Cassie Giza 18’
With 35 MPH winds, freezing rain, and slippery conditions, the weather for this year’s Boston Marathon undeniably threw a curveball to the 29,978 entered participants running the 26.2 mile race from Hopkinton to John Hancock Tower. Merrimack’s very own, Amber Gustafson, was included in the pack of 25,746 runners who weathered the storm and crossed the finish line. While running, she kept in the back of her mind, “You can’t choose the day of your race.”
However, as the four month long training journey for the 21-year-old junior member of the women’s soccer team came to a close, the underlying motivation for her first entry to a marathon will unquestionably remain.
Prior to this year, Amber participated in three half-marathons and over twenty 5K’s in support of “Team Hoyt,” a non-profit organization granting young, disabled children the chance to partake in road races. This organization introduced Gustafson to Lucy, a 10 year-old girl diagnosed with FOXG1 syndrome, a neurological condition affecting brain development. Gustafson pushed Lucy in a wheelchair throughout the races, including half-marathons. The Lancaster says of her running partner, Lucy, “When I run with Lucy I feel so lucky to be part of her life that I am able to provide Lucy with an experience she otherwise wouldn’t be able to do.”

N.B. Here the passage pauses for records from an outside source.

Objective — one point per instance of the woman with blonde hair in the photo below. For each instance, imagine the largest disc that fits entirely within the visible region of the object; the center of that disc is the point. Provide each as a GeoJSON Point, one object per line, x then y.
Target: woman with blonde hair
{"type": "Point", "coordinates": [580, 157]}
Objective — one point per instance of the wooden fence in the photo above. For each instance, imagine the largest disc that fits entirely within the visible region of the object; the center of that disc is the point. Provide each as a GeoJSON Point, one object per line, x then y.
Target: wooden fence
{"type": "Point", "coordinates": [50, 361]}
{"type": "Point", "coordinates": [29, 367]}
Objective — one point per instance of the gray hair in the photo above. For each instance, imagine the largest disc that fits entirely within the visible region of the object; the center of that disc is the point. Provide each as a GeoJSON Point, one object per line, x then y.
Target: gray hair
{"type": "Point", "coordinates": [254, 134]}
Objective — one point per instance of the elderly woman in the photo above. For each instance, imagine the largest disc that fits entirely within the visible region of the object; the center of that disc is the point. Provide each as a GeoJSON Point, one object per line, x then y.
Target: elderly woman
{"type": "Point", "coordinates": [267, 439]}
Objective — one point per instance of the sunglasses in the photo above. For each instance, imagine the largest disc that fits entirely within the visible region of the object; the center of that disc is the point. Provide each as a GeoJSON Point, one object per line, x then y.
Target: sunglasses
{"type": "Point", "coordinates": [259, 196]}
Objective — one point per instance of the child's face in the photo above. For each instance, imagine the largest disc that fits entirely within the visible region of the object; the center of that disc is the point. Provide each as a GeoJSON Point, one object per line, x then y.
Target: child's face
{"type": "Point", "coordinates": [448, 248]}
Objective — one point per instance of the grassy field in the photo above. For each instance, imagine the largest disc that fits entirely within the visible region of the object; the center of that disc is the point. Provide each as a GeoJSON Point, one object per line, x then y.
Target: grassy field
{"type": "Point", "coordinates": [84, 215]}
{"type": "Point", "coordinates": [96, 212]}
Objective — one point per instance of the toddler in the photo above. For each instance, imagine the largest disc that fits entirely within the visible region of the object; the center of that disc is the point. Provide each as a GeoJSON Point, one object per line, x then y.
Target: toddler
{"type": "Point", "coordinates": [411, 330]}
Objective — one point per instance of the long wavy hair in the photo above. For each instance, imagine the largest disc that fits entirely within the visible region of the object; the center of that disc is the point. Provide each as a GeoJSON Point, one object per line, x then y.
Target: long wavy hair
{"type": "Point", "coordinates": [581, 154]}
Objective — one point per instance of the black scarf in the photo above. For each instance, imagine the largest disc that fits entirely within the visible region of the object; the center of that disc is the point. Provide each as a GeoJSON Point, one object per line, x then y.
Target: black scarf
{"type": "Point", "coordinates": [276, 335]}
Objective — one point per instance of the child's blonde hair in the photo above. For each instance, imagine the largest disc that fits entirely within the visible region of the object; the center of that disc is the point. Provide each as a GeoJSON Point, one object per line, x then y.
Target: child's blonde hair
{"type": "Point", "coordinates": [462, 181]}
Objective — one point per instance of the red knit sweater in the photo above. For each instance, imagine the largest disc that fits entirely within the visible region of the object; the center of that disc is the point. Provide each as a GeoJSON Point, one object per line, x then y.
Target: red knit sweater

Gustafson’s developing relationship with Lucy encouraged her to enter the 2018 Boston Marathon with the purpose of raising money for an organization similar to Team Hoyt. “I ran the marathon for the Michael Lisnow Respite Center in Hopkinton, MA,” Gustafson explains. “They provide emotional and physical support for individuals with disabilities and their families. It feels unreal to know the money I raised provides daycare for a child or allows a child’s parents to go out for the night without having to worry about their child’s care. I felt so honored to run for such an incredible charity.” Although Gustafson did not push Lucy in her wheelchair for the Boston Marathon, Lucy was present in the crowd cheering her on.
Looking forward, Gustafson plans to partake in more marathons and continue her friendship and dedication to Lucy. Gustafson explains, “With this experience I taught myself I can accomplish anything…Monday was mentally and physically draining, and many of the elite runners did not finish the race. Pushing through and crossing the finish line gave me the knowledge that I can no do whatever I set my mind to.” Gustafson’s ability to balance life as a student athlete, academics, and giving back to others defines exactly what it means to work hard, and be a true member of the Merrimack College community.